学生の頃、必須科目の講義の間の時間つぶしに哲学を受講していた。

別に単位には関係なかったけれど、時間の隙間を何とか埋めたいと安易な考えから選択した科目が、当時の自分には意外と面白かった。講師の先生は毎回夢見るような眼差しで、遠くを見ながらうっとりとした顔で講義をされる。そのうっとりした姿が自分には何とも面白かったのだ。

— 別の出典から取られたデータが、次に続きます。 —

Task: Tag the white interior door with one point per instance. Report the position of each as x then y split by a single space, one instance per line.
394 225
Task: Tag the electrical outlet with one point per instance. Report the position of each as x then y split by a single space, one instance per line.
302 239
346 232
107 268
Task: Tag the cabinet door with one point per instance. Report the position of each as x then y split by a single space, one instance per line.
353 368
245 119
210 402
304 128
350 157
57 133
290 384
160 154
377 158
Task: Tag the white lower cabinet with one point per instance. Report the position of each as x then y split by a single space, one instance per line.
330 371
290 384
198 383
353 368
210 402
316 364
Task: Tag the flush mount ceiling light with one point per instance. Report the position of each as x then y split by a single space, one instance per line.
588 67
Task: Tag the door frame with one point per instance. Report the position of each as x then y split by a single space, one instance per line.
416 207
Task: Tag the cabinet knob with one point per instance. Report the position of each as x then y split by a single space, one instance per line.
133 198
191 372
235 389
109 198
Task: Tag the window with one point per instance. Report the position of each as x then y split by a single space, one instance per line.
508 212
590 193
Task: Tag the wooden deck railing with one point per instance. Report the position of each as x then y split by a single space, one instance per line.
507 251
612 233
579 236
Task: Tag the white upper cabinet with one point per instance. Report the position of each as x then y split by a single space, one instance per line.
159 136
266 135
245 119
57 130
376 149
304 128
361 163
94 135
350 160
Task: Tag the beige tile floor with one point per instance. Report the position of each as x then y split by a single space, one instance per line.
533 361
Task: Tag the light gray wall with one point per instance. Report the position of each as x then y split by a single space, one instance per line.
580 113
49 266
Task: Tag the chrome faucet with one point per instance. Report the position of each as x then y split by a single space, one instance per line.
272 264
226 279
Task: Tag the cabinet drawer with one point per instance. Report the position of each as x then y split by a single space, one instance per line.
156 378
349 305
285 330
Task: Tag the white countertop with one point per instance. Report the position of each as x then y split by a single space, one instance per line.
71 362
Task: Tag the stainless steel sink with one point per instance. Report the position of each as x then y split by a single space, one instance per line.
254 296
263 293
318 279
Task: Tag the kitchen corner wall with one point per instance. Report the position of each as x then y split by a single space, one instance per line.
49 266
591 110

けれど、社会人になって一番大切なものは哲学かもしれないと最近は思う。

どんなに知識が多くあっても、どんなに技術が広くあっても、哲学的思考が出来ない人にエンジニアの仕事は出来ないとつくづく思う時がある。毎回学ばなければ、良いシステムにならないのだ。オリジナルのシステムを開発し、ご提供する仕事を何十年も行っているけれど、陥りがちなのは、自分の考えだけをお客様へ押し付けるだけでは良いスシテムには仕上がらないと言う現実。相手の気持ちに立った視点、操作を勉強しなければ、良いものへと仕上がらない。

この夏、短期間でスタートさせるプロジェクトに携わることになり、毎日睡眠時間を削り、休日を削り、カレンダーを睨みながら依頼の開発に打ち込んだ。

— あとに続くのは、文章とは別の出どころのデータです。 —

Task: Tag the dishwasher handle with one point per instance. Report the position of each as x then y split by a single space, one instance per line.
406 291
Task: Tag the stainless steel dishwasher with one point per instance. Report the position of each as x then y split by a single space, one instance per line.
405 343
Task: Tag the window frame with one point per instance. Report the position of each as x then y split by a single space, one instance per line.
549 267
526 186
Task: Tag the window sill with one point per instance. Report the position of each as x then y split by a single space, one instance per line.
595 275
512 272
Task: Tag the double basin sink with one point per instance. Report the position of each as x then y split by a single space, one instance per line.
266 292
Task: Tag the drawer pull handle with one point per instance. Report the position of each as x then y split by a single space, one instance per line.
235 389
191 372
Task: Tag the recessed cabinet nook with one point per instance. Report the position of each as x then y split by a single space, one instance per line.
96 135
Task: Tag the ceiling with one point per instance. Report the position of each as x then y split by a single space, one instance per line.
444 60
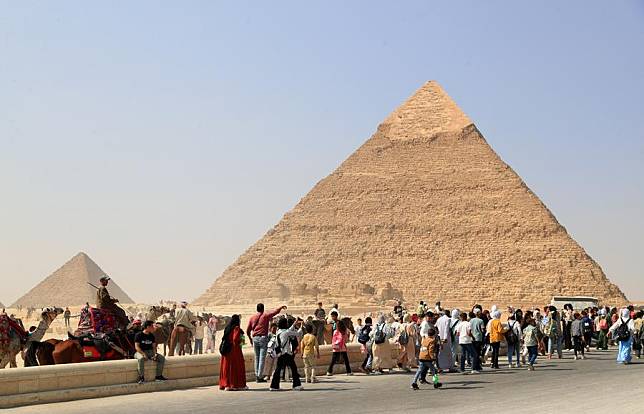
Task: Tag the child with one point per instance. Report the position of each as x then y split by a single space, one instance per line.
269 364
429 347
309 347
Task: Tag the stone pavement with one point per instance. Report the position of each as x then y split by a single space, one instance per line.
562 385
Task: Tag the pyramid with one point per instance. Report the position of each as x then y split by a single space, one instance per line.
68 286
423 210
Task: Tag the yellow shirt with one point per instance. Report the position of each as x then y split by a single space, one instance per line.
309 343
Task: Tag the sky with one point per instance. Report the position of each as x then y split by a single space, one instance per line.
164 138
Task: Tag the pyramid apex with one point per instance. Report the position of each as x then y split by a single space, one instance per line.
429 111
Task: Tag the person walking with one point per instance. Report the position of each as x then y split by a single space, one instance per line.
530 335
513 339
257 332
286 353
232 369
310 352
496 336
623 331
211 331
339 345
429 348
146 346
577 335
199 334
465 340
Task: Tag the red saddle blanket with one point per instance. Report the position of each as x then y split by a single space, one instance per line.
96 320
6 326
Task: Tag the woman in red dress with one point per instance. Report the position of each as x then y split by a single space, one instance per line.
232 371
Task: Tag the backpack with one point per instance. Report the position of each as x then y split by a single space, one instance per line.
225 347
363 336
622 333
379 337
403 338
428 348
511 336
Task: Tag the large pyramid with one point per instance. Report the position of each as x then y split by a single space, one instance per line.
68 286
425 209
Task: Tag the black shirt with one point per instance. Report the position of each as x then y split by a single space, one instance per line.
144 340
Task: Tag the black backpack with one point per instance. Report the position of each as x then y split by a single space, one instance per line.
363 336
379 337
225 347
511 336
622 333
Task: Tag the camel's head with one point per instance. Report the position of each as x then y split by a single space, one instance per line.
50 314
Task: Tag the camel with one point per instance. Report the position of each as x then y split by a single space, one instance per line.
8 355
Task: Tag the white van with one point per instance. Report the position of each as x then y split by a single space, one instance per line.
578 302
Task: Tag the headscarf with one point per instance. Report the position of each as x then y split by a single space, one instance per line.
235 320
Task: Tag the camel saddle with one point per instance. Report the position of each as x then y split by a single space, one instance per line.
7 325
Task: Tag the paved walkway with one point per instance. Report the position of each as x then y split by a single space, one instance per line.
575 386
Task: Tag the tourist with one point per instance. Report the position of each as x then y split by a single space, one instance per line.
339 346
381 349
232 369
211 331
257 332
67 315
445 356
465 340
638 339
310 352
286 353
602 325
146 346
577 335
199 334
183 319
271 356
587 327
623 331
477 327
553 331
567 319
496 332
406 339
364 338
513 339
429 349
530 340
319 313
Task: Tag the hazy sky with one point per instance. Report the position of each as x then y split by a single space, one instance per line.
164 138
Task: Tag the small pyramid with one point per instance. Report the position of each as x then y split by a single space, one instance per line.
68 286
424 209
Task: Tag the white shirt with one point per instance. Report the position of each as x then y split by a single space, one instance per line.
464 330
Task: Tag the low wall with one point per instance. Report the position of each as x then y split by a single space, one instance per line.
55 383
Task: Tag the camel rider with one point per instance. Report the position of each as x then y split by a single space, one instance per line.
105 302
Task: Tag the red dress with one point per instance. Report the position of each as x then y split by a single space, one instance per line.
232 371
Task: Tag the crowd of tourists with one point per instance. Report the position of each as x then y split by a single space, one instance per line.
431 340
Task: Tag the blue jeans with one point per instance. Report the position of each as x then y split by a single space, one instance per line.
513 350
260 345
532 354
469 352
423 367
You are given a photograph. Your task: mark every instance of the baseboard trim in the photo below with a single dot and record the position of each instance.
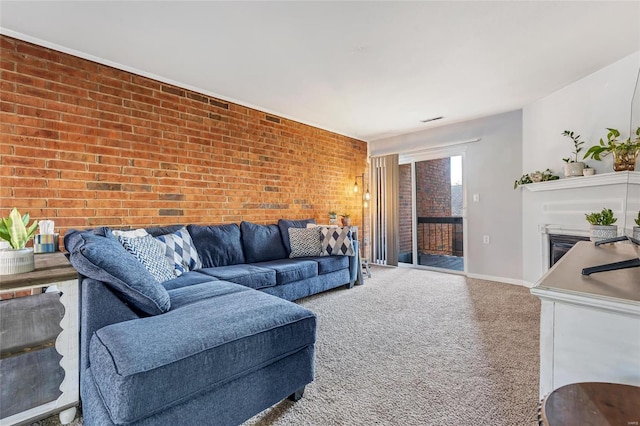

けれど、スタートさせた途端、大きなトラブルは発生しなかったけれど、システムの使い心地は、自分の中でだけテストした動作設計に基づいたものであって、使う方の仕事の手助けには足りないものばかり。それでも、今ある機能を使って日々の業務を終わらせて下さるスタッフの皆様に頭が下がる思いで、何とか使い勝手の良いものへと変化させられたらと思いながら、今も追加改修を行っている。

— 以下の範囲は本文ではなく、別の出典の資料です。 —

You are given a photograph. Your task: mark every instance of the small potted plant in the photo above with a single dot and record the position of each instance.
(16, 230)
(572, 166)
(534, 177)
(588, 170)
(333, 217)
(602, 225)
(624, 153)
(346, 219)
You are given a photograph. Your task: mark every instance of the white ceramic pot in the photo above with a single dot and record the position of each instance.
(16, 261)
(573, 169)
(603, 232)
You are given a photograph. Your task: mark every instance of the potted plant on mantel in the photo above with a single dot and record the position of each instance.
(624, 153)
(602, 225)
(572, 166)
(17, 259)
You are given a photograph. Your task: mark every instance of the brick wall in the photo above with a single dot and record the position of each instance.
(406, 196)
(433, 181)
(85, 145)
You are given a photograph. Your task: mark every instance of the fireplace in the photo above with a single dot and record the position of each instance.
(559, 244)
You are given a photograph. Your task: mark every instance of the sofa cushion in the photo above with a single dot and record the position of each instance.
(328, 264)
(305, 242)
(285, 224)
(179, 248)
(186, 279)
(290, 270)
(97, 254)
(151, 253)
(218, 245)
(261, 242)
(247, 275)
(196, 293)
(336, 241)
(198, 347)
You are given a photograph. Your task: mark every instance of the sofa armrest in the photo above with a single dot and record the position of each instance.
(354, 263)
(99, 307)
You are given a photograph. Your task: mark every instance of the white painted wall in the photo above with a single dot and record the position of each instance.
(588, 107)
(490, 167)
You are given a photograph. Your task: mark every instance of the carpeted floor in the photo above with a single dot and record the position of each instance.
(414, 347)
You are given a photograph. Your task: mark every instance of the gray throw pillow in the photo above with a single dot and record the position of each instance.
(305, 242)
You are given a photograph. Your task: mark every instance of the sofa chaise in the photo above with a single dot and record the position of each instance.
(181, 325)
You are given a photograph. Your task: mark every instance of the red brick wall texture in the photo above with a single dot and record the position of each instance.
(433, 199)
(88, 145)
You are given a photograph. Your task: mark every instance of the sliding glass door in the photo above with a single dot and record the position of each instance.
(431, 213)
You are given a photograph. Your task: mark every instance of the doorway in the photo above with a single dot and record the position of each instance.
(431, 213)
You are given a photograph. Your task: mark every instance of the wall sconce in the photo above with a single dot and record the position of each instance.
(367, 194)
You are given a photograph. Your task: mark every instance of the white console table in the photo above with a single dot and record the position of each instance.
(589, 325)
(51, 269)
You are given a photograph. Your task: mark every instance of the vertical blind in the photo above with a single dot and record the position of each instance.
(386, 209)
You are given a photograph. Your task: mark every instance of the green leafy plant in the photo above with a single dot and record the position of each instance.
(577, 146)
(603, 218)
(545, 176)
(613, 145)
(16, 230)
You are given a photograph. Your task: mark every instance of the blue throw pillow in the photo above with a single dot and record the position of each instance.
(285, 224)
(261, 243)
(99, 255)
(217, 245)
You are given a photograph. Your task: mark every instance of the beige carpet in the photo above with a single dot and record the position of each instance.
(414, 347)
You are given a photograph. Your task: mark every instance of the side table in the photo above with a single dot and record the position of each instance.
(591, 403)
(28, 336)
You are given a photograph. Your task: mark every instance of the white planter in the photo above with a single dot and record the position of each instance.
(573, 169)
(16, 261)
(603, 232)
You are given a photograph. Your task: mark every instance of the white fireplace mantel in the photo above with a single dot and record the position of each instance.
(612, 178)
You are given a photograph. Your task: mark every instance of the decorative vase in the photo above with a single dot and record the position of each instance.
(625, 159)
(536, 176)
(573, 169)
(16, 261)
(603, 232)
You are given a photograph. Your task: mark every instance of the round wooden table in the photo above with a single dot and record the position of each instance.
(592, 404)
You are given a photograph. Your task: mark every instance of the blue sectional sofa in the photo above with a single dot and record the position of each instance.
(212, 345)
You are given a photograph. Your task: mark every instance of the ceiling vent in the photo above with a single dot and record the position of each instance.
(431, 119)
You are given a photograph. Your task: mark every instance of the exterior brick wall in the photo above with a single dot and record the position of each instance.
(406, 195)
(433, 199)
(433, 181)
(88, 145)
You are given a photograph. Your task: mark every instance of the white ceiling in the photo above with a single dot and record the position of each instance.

そんな中、先生が、いつも空を見上げ、全てのものにうっとりするような眼差しで、哲学のすばらしさを講義されるのを思い出していた。もし、あの時間に戻れるなら、哲学って大切なことでしたと伝えたいなと考えている自分が今いる。

豊岡市小田井町。小田井神社(小田井縣神社)。

鳥居を抜けた場所で神社を守る木。

毎年、社員一同お参りする神社の一つ。緩やかに時間が流れる神社で、心穏やかになれる神社。

ここの社務所でお守りを頂くのにお迎えくださるご年配の神主さんは、とてもほっこり対応をして下さる。当たり前のことが、当たり前ではない時代。とても暖かく感じるひと時を分けて下さった。

また来年、お参りさせていただきます。